Is that how you did the experiment Mriana?
Well, yes, but that would mean that moon would not be spinning on it’s axis or moving at all, so it really isn’t a very real similation.
Yes, we almost hashed out the missing link.
The difference between the pumpkin on the merry-go-round and the earth & moon is that the merry-go-round is a single solid force. The moon orbiting the earth is affected by two forces, revolution & spin. We know it is two forces because the spin of the earth & the moon are independent of their revolutions. For example the earth is spinning multiple times for every one spin of the moon.
The way to represent this on the merry-go-round experiment is that both you (earth) and the pumpkin (moon) will be on mini merry-go-rounds that function like a compass (always point in one direction) on top of the main merry-go-round. If the pumpkin had no spin it would always face north and you would see all sides (once every revolution).

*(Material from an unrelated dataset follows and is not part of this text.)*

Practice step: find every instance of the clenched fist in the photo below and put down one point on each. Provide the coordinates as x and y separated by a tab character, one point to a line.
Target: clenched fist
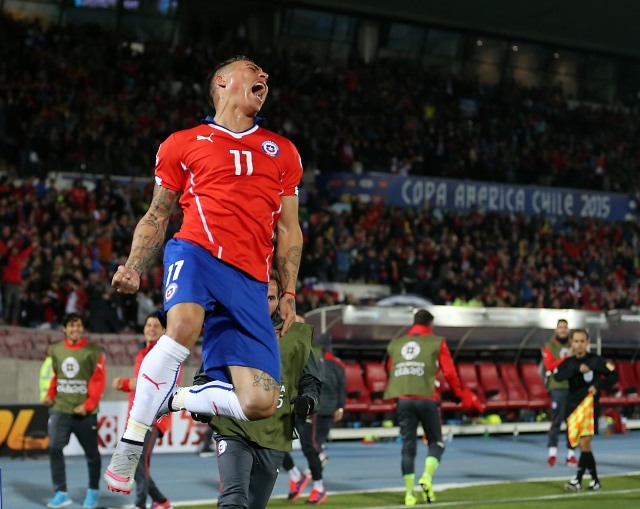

The tricky part is the massive coincidence that the moon is spinning at the exact same time that it revolves around us. If you increased the moons spin to spin twice in one revolution, we (on earth) would only observe one spin. It is tricky to visualize, but the main distinction is the two separate forces involved, revolution (orbit) & spin (rotation). The main merry-go-round accounts for the revolution and the separate mini “merry-go-round compasses” account for the spins.
Does that distinction make sense?
Edit: I like the example Fotobits made while I was writing this. The shuffeling of feet is a good indicator that spin (rotation) is happening at the same time as revolution (orbit).